But wouldn't the gain be greater under something similar to EdgePartition1D
(but perhaps better load-balanced based on number of edges for each vertex) and
an algorithm that primarily follows edges in the forward direction?
From: Ankur Dave <[email protected]>
To: Michael Malak <[email protected]>
Cc: "[email protected]" <[email protected]>
Sent: Monday, January 19, 2015 2:08 PM
Subject: Re: GraphX vertex partition/location strategy
No - the vertices are hash-partitioned onto workers independently of the edges.
It would be nice for each vertex to be on the worker with the most adjacent
edges, but we haven't done this yet since it would add a lot of complexity to
avoid load imbalance while reducing the overall communication by a small factor.

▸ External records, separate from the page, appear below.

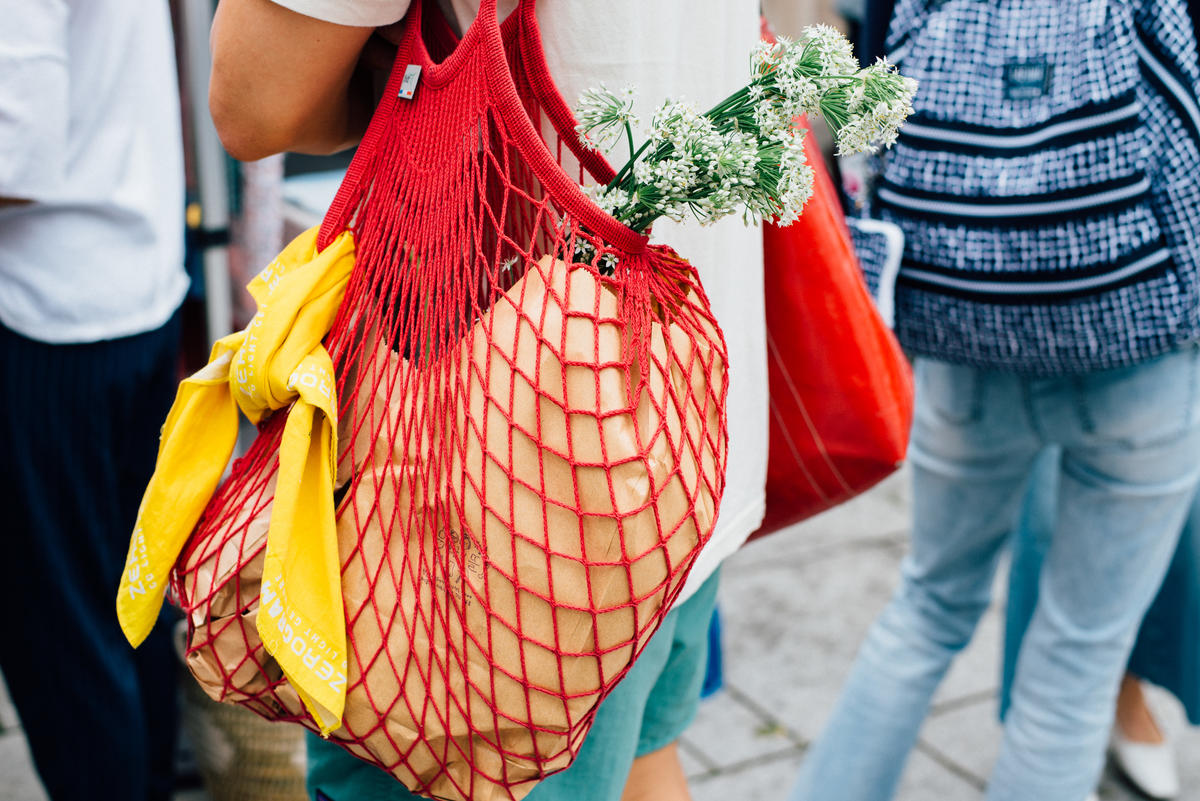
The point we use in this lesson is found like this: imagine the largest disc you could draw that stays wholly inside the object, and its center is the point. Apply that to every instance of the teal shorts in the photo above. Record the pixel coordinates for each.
(648, 710)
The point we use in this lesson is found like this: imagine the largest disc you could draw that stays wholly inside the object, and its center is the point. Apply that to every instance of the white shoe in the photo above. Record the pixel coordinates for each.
(1149, 768)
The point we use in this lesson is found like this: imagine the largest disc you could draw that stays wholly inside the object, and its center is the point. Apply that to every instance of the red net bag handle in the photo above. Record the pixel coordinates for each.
(413, 52)
(341, 210)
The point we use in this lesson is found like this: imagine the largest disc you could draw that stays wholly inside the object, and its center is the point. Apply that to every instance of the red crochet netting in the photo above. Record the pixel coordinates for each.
(532, 437)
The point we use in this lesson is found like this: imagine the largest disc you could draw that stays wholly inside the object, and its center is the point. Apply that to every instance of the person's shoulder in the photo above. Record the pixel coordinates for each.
(360, 13)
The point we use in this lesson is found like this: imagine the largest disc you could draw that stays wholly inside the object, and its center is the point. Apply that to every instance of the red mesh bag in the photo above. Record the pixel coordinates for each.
(531, 428)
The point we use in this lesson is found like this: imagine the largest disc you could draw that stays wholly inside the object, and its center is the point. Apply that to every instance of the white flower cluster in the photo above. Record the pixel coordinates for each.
(603, 115)
(747, 152)
(817, 74)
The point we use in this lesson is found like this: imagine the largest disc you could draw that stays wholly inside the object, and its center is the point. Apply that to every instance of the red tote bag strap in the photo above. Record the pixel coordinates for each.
(341, 210)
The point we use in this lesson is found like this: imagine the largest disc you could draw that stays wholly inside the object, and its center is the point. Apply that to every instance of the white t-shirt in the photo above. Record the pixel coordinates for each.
(90, 133)
(699, 50)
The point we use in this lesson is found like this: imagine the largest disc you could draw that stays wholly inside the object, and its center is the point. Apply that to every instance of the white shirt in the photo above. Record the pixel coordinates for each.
(699, 50)
(90, 133)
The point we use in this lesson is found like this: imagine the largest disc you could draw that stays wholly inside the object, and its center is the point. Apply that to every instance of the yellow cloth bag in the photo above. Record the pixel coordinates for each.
(276, 360)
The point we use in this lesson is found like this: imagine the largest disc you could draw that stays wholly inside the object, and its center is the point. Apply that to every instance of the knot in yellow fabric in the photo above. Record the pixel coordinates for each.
(277, 360)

We refer to the number of partitions containing adjacent edges for a particular
vertex as the vertex's replication factor. I think the typical replication
factor for power-law graphs with 100-200 partitions is 10-15, and placing the
vertex at the ideal location would only reduce the replication factor by 1.
Ankur
On Mon, Jan 19, 2015 at 12:20 PM, Michael Malak
<[email protected]> wrote:
Does GraphX make an effort to co-locate vertices onto the same workers as the
majority (or even some) of its edges?